In March, the Apostolic Nuncio, Archbishop Tomasz Grysa, held discussions with the head of state, which revolved around addressing social ills such as drug abuse and drug trafficking.
"It was he himself who asked the Church if something could be done. So, I told him that I already have experiences in other countries that I can present to the Seychelles. It is for this reason that we presented the idea to the local church and we will also speak with the Ministry of Foreign Affairs and other ministries," explained Grysa.
The Roman Catholic Apostolic Nuncio did exactly this during his second visit to Seychelles, an archipelago in the western Indian Ocean, in August. Grysa shared their experiences in relation to drug addiction and recovery by presenting a strategy being used for rehabilitation mainly "The Farm of Hope."

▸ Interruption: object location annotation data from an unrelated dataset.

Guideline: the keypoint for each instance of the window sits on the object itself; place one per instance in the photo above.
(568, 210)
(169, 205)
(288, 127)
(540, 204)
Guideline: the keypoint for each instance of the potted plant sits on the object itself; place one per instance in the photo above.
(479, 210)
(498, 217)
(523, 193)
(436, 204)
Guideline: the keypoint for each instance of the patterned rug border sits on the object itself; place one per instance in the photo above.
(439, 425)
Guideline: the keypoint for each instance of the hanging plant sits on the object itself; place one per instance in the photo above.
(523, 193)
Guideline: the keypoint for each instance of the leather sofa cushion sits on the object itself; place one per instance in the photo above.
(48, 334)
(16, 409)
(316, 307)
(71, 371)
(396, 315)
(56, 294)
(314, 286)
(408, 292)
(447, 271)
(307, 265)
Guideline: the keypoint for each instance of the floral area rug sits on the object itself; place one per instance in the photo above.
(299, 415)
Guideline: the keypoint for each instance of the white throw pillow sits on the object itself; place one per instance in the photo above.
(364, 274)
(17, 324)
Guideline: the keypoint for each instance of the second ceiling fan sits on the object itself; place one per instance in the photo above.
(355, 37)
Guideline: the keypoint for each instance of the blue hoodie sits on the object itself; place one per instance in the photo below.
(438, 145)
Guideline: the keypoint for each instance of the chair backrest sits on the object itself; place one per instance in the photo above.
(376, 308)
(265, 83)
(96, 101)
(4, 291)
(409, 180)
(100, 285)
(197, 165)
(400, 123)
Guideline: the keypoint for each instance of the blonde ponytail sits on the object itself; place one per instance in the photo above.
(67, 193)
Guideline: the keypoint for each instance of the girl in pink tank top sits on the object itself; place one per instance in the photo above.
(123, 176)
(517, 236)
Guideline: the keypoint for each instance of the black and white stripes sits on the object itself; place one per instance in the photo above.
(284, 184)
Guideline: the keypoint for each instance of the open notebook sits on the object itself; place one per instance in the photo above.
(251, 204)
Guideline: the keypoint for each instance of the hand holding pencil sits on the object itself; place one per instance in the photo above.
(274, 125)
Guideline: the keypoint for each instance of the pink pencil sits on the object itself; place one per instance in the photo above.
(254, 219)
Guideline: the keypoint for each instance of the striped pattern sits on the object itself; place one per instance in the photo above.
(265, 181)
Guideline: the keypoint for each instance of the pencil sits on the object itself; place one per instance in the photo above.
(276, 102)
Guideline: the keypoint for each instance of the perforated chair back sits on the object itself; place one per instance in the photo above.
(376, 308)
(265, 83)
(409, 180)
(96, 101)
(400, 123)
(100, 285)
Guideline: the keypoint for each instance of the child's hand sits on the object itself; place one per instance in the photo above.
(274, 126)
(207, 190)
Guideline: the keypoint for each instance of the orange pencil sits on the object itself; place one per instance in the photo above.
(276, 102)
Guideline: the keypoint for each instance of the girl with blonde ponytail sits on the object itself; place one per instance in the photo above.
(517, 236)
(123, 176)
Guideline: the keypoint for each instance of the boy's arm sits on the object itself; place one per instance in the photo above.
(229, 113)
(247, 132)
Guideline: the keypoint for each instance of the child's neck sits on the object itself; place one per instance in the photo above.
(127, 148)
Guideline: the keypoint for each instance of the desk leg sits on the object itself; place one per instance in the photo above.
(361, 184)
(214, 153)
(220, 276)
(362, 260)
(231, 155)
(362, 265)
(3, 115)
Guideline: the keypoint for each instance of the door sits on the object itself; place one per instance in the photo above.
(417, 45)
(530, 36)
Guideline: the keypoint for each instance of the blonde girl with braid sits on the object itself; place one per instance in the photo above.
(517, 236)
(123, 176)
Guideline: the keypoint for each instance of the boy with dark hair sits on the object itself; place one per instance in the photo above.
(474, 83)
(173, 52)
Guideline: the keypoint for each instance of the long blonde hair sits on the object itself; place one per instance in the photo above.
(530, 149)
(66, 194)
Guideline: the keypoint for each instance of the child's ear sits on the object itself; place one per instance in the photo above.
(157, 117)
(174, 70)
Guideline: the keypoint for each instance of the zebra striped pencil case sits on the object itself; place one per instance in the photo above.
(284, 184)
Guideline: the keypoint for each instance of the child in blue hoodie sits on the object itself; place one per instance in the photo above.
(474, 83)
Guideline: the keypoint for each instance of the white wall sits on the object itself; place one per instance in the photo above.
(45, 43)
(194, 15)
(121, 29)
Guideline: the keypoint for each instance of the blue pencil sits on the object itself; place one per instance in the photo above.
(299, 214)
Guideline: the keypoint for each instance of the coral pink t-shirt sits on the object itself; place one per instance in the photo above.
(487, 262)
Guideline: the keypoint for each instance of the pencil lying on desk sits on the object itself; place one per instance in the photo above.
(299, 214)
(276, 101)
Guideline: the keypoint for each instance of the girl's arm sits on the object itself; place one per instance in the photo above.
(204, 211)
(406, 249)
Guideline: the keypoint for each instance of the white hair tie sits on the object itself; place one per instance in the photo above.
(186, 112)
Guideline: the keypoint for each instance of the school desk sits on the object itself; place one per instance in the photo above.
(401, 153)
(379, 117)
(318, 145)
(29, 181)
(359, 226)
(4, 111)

This method, which has proven to be effective and successful, was initiated by the Roman Catholic mission in the Diocese of Brazil, in the early 1980s, helping many addicts to recover from addiction and to be reintegrated into society.
During his visit Grysa also met and presented this concept with Seychelles' Minister of Foreign Affairs and Tourism, Sylvestre Radegonde, who reiterated that the fight against drugs and the rehabilitation of addicts is at the heart of national priorities and requires the support of all partners, a press release from the ministry stated.
Grysa, who was accompanied by the Bishop Emeritus of Porto Nacional of Brazil, Romualdo Kujawskihe, who is well experienced in the field, said that "The Farm of Hope" offers an experience that changes the whole person.
The bishop added that "through the meetings and consultations we had with the various organisations concerned, we can conclude that we had a good reception to start this cooperation."
Radegonde said: "When we manage to overcome this challenge of consumption and addiction and ensure integration by means other than drugs, it will be a great message that we will send to the rest of the world to tell them that change is possible."
In a meeting at the Saint Esprit Church of the Perseverance district, Grysa said "The Farm of Hope" is a therapeutic community "for all those who have problems with drug addiction. It is a community founded in Brazil and that is why we have Bishop Romualdo Kujawski, the collaborating bishop, to share his experience."
Bishop Grysa added that there are already 150 such communities in the world and in the region, including in Mozambique, Kenya and South Africa.
According to the Division for Substance Abuse Prevention, Treatment and Rehabilitation in Seychelles, in October 2022, there were 4,267 clients on the various programmes it offers. Around 99 have successfully completed the programmes and 2,771 are still active - meaning they are maintaining their appointments and treatment - while the rest have defaulted and are irregular.
SNA spoke to the Head of the Catholic Church Diocese of Seychelles, Bishop Alain Harel, who said that the concept of "The Farm of Hope" and its feasibility here is yet to be fully presented and discussed with the clergy of the diocese. This is expected to be done later in September.
If implemented, the programme will target people from 18 to 59 years of age who need to willingly join the 12-month programme. Working on the farm is also part of the rehabilitation, which is based on three pillars: coexistence, work and spirituality.
Coexistence; where love and unity are experienced as a family; the work where each member of the community works for the food they consume daily to empower the project; and the spirituality that gives meaning and direction to their lives moving forward on the path of healing.